Disc Reviews

Der Todesking (1990) Dual format Review

Sandwiched right in the middle of his Nekromantik (1987) and Nekromantik 2 (1991), Jörg Buttgereit made the arthouse Der Todesking (1990). For anyone who has seen either Nekromantik film will know how messed up these films truly are and what to expect to some extent from Der Todesking. The theme of this film, translated as ‘The Death King’, deals with seven suicides, each representing a different day of the week to highlight the every dayness of suicide as an act. It is a very short film at 72 minutes and there is something disengaging and disinterested, even matter-of-fact about each of the suicides. There is no explanation, they just happen. In the first story (Monday) we see what we presume is a lonely man in his flat with only his goldfish as the thing he can relate to. He decides to pour himself a bath, gets in the bath and poisons himself. At the very moment he dies, so too does his goldfish. And so on.

In the next episode (Tuesday), a man goes into a video store and thumbs through the videos on the shelf.
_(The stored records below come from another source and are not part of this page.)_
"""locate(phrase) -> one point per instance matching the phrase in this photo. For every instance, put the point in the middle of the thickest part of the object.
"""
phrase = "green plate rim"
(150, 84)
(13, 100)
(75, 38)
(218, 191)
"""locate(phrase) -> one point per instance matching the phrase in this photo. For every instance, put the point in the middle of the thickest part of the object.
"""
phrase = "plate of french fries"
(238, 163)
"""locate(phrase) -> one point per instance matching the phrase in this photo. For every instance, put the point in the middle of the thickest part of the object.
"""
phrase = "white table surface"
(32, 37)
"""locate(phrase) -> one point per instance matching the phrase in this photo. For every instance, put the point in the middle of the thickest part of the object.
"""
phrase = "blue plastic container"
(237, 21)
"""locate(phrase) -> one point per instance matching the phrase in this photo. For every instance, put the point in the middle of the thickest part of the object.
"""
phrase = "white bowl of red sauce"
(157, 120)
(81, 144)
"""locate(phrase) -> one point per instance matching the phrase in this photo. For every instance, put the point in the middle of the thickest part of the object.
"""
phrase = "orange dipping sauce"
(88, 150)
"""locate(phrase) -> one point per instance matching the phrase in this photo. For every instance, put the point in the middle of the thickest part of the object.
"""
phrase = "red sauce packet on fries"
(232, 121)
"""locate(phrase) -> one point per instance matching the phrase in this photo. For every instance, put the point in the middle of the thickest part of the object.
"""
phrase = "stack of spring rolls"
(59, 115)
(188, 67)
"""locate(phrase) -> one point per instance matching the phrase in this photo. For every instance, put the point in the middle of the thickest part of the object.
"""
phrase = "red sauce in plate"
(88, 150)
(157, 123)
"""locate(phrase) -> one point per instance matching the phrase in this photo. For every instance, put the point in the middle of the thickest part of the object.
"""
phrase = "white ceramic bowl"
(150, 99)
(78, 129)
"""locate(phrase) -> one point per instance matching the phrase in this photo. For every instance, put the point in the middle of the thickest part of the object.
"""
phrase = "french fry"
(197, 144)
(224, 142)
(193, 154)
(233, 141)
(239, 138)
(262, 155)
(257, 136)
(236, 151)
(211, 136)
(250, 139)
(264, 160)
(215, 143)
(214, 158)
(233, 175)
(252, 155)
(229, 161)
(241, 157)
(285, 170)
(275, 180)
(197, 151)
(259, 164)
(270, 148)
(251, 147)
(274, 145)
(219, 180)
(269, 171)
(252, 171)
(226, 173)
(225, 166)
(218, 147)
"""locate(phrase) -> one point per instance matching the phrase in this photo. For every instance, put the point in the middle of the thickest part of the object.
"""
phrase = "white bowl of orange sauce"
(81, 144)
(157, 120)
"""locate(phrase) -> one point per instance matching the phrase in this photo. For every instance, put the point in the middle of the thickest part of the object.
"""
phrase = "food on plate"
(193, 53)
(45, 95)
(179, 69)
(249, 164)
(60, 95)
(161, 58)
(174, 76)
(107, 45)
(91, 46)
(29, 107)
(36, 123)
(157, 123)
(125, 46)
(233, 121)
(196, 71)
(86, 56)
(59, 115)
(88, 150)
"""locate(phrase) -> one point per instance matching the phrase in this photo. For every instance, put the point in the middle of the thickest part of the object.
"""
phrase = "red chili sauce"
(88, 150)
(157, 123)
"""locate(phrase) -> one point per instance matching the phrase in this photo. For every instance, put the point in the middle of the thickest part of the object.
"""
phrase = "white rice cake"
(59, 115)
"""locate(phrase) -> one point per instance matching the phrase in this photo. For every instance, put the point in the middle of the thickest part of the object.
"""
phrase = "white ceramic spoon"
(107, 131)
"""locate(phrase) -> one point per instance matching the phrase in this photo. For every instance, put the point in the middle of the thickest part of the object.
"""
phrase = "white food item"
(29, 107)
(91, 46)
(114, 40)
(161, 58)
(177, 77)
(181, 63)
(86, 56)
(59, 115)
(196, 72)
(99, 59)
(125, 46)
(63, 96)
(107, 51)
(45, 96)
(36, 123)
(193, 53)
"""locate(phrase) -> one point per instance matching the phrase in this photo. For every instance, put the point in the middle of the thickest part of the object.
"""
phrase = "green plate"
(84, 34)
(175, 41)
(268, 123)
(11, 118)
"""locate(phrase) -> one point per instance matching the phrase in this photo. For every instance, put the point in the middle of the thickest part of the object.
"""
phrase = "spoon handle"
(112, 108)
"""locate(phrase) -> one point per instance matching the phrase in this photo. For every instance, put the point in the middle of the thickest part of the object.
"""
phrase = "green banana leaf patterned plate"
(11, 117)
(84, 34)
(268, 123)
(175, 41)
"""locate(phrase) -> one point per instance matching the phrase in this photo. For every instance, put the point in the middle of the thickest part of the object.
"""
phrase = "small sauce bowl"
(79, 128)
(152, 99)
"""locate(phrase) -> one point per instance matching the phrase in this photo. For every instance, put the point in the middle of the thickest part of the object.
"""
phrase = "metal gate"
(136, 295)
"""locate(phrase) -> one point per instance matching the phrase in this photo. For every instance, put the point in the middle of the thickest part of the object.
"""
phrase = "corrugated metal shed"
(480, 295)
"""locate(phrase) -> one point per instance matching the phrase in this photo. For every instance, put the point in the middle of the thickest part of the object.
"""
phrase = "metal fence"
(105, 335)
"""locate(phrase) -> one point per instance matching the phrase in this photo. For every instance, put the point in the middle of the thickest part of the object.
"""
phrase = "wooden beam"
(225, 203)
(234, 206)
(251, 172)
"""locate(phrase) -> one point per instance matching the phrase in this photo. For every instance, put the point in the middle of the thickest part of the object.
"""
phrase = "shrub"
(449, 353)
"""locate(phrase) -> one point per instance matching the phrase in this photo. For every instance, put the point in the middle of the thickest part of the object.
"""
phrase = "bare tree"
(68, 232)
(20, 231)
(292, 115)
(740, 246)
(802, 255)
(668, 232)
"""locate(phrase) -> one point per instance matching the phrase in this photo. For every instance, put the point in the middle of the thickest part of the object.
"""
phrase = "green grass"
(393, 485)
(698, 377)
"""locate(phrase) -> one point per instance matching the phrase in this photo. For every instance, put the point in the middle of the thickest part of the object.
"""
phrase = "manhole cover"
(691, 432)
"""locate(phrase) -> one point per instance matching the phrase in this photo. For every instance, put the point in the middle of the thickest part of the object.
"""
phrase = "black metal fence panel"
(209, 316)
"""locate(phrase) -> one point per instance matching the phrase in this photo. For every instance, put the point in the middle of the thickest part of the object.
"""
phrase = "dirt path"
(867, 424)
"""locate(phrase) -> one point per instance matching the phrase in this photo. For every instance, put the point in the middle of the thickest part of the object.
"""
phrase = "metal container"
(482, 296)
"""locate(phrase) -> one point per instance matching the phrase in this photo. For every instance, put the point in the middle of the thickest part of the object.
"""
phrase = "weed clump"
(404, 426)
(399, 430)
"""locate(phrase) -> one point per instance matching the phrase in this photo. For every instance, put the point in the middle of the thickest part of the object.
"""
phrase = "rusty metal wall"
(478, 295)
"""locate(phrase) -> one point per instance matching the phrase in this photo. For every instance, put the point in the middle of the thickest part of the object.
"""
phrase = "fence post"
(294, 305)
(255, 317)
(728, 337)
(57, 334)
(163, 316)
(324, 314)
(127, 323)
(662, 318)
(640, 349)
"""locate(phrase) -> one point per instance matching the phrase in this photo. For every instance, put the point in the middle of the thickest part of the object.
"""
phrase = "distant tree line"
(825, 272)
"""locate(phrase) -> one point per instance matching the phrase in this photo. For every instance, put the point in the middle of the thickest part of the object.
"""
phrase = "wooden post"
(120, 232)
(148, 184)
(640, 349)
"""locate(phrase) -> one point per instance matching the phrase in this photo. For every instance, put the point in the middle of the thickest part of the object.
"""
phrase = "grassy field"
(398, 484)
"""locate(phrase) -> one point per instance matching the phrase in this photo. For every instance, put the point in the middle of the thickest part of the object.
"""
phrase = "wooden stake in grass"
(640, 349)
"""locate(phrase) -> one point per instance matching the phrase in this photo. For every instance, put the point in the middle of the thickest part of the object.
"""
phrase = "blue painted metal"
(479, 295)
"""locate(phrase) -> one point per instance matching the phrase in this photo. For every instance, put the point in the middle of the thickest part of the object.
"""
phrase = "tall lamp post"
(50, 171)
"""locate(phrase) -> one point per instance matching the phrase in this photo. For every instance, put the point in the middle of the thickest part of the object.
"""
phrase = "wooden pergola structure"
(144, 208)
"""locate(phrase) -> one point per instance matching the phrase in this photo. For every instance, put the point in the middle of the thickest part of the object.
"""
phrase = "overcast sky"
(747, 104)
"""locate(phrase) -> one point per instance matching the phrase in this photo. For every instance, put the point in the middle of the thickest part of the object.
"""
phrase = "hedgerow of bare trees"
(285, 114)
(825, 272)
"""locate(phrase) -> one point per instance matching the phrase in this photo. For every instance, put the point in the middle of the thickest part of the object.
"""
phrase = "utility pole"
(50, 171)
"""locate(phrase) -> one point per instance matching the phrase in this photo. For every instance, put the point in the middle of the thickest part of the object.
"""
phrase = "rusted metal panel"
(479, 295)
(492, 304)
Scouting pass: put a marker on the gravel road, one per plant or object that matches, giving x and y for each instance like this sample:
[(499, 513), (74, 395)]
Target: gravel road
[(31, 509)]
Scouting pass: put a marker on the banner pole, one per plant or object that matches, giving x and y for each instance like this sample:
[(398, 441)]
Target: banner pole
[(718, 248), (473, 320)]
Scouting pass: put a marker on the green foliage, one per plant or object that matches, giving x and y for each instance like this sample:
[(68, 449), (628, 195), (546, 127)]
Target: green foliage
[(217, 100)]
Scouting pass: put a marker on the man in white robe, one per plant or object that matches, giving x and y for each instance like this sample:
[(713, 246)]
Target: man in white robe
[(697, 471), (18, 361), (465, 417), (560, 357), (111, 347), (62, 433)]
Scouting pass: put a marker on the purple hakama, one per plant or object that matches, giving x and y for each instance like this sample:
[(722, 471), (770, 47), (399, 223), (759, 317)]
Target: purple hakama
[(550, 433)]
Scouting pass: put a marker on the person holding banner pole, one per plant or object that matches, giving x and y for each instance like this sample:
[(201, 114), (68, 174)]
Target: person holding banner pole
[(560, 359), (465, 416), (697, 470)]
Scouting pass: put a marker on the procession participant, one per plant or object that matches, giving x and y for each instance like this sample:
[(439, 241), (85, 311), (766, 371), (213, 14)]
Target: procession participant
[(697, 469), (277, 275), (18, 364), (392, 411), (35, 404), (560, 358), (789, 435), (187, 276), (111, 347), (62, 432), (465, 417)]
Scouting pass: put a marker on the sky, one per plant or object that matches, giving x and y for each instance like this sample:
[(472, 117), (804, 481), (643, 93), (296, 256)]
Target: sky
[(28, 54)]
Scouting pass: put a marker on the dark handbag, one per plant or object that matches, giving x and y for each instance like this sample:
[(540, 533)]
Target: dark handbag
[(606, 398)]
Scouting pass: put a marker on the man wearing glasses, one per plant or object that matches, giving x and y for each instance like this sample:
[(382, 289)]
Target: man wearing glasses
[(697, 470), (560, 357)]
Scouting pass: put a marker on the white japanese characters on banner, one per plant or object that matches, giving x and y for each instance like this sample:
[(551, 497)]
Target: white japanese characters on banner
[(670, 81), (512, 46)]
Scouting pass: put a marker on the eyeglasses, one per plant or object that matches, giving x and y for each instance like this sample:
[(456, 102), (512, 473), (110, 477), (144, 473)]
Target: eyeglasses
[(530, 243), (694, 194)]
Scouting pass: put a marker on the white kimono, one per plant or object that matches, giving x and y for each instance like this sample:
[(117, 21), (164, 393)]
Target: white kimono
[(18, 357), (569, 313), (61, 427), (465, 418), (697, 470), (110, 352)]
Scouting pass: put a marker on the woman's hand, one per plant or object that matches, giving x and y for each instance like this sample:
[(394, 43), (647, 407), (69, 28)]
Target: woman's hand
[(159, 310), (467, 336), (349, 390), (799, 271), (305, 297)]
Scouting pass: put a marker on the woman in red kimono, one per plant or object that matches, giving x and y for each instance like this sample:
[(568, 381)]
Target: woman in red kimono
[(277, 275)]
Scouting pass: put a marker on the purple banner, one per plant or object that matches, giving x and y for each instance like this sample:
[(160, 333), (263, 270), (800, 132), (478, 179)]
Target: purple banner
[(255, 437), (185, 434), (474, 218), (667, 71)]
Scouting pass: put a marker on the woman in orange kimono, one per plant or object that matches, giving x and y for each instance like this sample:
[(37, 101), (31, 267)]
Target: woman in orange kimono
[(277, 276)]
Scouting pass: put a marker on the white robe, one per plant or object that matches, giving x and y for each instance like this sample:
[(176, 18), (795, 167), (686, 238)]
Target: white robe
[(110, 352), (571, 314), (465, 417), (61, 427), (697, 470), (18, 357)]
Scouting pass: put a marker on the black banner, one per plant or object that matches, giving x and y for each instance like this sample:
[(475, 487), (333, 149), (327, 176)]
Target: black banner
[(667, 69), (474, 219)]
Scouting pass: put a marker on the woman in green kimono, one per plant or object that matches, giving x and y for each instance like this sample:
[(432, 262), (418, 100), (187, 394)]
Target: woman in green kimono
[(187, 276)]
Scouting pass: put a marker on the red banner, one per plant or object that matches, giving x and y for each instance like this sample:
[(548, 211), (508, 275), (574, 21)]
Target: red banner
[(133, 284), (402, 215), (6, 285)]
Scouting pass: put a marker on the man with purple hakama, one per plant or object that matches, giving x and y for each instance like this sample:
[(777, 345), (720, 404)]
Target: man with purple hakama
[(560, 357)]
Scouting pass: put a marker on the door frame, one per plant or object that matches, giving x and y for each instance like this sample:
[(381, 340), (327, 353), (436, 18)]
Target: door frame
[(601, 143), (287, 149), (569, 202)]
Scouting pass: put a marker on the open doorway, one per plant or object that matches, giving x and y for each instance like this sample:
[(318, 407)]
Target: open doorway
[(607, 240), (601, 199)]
The camera pans in a POV shot across the shelves, many of the video cassettes, which received new life with VHS and Betamax – Texas Chainsaw Massacre, Toolbox Murders and even Nekromantik among them. After picking up My Dinner with Andre (1981), he spots a Nazispoitation picture, the notorious Ilsa, She Wolf of the SS and chooses that bad ass exploitation classic. When he sits down at home and watches it he is shocked by the torture porn of the film and castration, but also revels in it. When his girlfriend walks in and berates him, he picks up a gun and shoots her in the head. The camera pans around the room, until we see that he has hung himself.

Each of the stories/suicides are different and presented differently. For example, for the Thursday sequence we see shots from the underside of a high autobahn bridge and apart from the music we see names superimposed on the screen with ages and the occupation of all the people who have jumped to their death from the bridge. Intercut in between each of the stories is a corpse, shot with stop motion photography that decays down to a skeleton by the film’s end. On a 1991 documentary on the making of all three of these films, Corpse Fucking Art (included on the disc), Buttgereit explains that his mother died while building the corpse, giving him an extra ironic nuance to the making of the film.

The film feels grimy and seedy, aided by the fact that it was shot on 16mm film and very grainy. However, for anyone who has seen Nekromantik, this film is relatively tame in comparison, but never the less is an interesting and shocking parable on death and, dare I say it more intelligent. The overall grimness of the film is aided by Hermann Kopp’s score and the music in the film which ranges from the pulsing electric cello and in other more romantic flourishes, an Erik Satie like piano score. The music certainly gives an added lair to the disturbing elements of the film. Kopp appears as the suicide victim in the first film.

Despite being a very grainy film, it has been restored to 2K and the release by Arrow Video is very complete, packed as it is with extras. Appearing as a three disc set, this includes the aforementioned hour long Corpse Fucking Art documentary, an interview with Buttgereit, as well as a handful of shorts, a making of documentary, a featurette on Der Todesking tattoos, Kopp on the music and a separate disc with a soundtrack. Needless to say this film, like Nekromantik is a cult film and will have limited appeal and audience beyond its cult followers.